Block scheduling. No Child Left Behind. Character education. iPads in the classroom. Standards-based instruction. Outcomes-based education.
Sound familiar? These are examples of once-new approaches to education that cooled off and dropped out of the conversation.
And now we have proficiency-based learning, promulgated through a Vermont state law that says it has to be used, starting with this year’s sophomore class. Says the Vermont Agency of Education: “The focus of proficiency-based learning is on students’ demonstration of desired learning outcomes. Students not only gain the skills, abilities and knowledge required in an area of study, but more importantly, those necessary to be successful in college, career, and civic life. Proficiency-based learning is designed to identify and address gaps in order to provide equitable learning opportunities for each and every student. This is in contrast to traditional systems which advance students based on seat time.”
Well, isn’t that a slap in the face to all the teachers in all the classrooms in all of Vermont since public education debuted in the 18th century. The Vermont Constitution, adopted in 1777, was the first in English-speaking North America to require public funding for universal education. According to today’s state education leaders, all those teachers did all this time was “advance students based on seat time.”
We beg to differ. Did you have a favorite teacher? A person who connected with you, inspired you, helped you expand your worldview, nudged you toward the life you’re leading now? Did you tell that teacher, “Thank you for the seat time”? Of course not. There was so much more to it.
There’s a whole cottage industry in education that comes up with new, got-to-have methodology. Most turn out to be fads that flame out like shooting stars. There’s something to all these methods, something worth saving, another arrow in the teaching quiver, but none is the be-all-and-end-all, and it was kind of pointless to pretend that this — this! — is the thing that’s going to make public education great again.
Methods are what you have to use when you’re not that great at teaching. Great teachers teach. The rest do the best they can, abetted by the latest methodology.
Proficiency-based learning is being adopted statewide. It substitutes 1-2-3-4 for grades of A-B-C-D-F, and augments those grades with an exhaustive list of questions on how well a student has mastered a particular skill and where he or she needs to improve. It takes an individual approach to the education of each student, all of which is fine for what happens in the classroom.
However, it’s not so fine in connecting with the public. Witness the nearly 100 parents who jammed into the Stowe Elementary School music room last week to talk about the new setup.
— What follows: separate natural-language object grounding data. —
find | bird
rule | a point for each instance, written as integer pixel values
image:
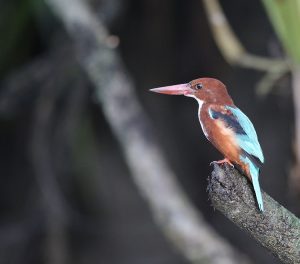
(228, 129)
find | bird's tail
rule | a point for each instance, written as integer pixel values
(254, 171)
(254, 175)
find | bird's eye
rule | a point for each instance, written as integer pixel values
(199, 86)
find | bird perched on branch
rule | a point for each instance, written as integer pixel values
(225, 126)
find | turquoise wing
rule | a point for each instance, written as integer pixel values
(248, 140)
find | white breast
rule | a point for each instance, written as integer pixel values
(200, 102)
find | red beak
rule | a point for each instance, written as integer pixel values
(179, 89)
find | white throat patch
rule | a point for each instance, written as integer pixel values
(200, 102)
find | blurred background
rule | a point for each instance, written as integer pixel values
(64, 178)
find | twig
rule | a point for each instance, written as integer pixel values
(294, 180)
(234, 52)
(55, 208)
(179, 220)
(276, 228)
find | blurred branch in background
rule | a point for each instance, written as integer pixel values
(277, 229)
(285, 18)
(179, 220)
(234, 52)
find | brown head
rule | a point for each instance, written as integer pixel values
(208, 90)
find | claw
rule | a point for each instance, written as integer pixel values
(222, 162)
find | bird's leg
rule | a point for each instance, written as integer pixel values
(225, 160)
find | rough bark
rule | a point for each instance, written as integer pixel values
(276, 228)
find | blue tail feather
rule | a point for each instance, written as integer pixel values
(254, 171)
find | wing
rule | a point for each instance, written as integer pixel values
(246, 135)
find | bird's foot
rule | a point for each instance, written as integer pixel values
(221, 162)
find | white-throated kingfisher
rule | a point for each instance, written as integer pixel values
(225, 126)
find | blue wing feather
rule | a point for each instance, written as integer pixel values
(247, 141)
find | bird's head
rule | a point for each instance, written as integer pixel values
(207, 90)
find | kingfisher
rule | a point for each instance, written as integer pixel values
(225, 126)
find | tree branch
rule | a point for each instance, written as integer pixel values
(276, 228)
(178, 219)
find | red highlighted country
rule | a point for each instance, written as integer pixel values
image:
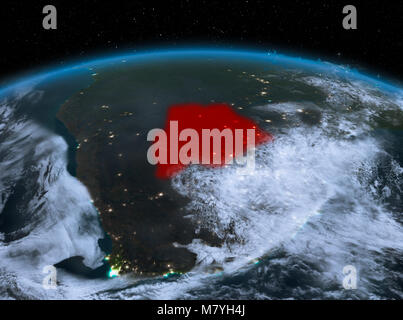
(213, 135)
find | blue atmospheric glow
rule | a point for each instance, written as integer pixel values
(271, 57)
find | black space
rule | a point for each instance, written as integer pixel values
(302, 28)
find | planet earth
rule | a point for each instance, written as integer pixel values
(78, 193)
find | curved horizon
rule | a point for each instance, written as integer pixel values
(93, 61)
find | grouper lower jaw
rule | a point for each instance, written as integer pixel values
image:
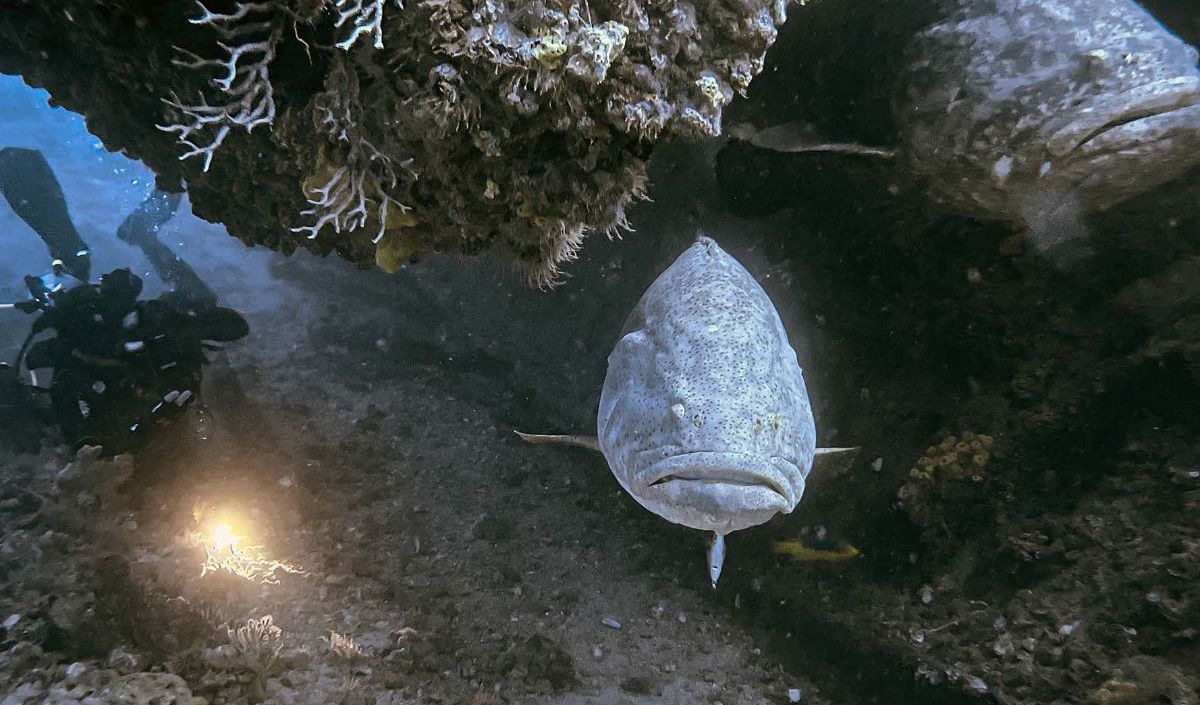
(718, 492)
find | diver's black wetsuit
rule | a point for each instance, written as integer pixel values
(31, 190)
(123, 366)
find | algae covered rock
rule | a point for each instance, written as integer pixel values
(439, 125)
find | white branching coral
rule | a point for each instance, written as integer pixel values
(249, 38)
(258, 643)
(528, 122)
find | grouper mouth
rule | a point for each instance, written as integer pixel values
(1149, 113)
(724, 469)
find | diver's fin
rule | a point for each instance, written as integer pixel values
(802, 137)
(585, 441)
(833, 459)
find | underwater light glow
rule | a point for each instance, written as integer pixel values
(227, 548)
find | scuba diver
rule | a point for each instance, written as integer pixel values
(124, 368)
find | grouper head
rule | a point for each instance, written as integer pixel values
(705, 417)
(1003, 103)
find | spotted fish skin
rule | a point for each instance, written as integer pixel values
(705, 417)
(1002, 102)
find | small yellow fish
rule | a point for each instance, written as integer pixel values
(816, 549)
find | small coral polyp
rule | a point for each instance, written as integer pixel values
(439, 106)
(955, 458)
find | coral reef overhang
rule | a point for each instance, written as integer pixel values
(378, 131)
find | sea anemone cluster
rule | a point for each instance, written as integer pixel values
(954, 458)
(455, 125)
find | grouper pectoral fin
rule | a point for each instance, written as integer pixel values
(826, 461)
(583, 441)
(801, 137)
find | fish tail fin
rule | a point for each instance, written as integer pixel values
(583, 441)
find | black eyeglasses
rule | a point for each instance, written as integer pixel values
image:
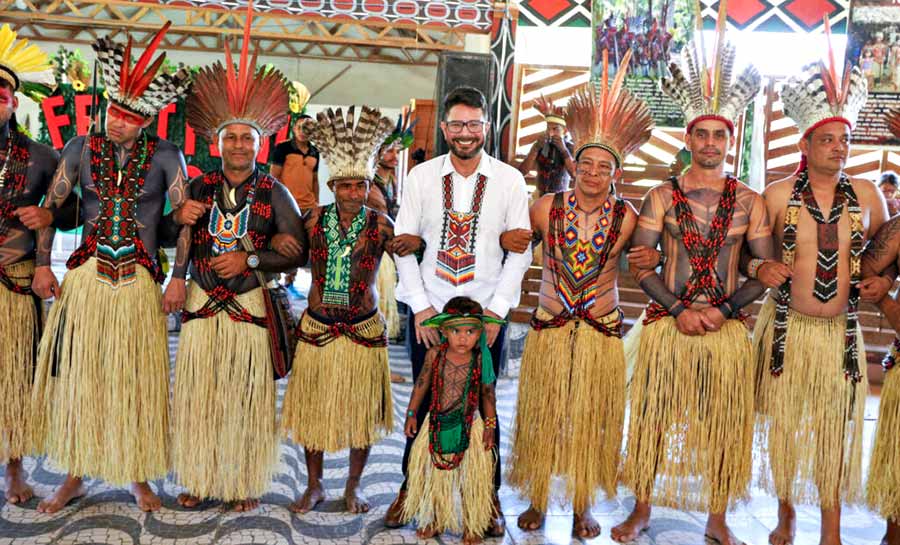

It’s not so much the system, they said, but how it’s been rolled out, and how it could affect college admissions.
To her credit, school Superintendent Tracy Wrend, who also oversees Elmore-Morristown schools, said communications about the new system “have been insufficient at best, and ineffective.” She promised to do better, even though, like most Vermont school superintendents, she doesn’t easily embrace transparency.
The Stowe School Board basically dodged responsibility, saying principals and the supervisory union are developing the new system, and that’s where complaints should be addressed. That’s a tone-deaf response to the concerns raised by the community. See above.
Schools need to think about an outward-facing grading system, the information they give parents and taxpayers about how the kids are doing. But they’re not going to have that; they’re going to retreat behind a wall of impenetrable language that further separates the public from what goes on in the schools they fund.
It’s getting harder and harder for our newspaper to cover education because, like urban planners or filmmakers, educators don’t speak in conversational English. They are developing an arcane lingo all their own, and the first thing our reporters have to do is to translate it so our readers can understand what’s going on.
A suggestion for our schools: We all understand the grading system as it has existed from time immemorial, so why not keep it for communicating with the public, so normal people can easily track how well a kid is doing? Then, there could be a teachers-only grading system that goes into much greater detail, as the proficiency grading system purports to do.
But please, give us the executive summary.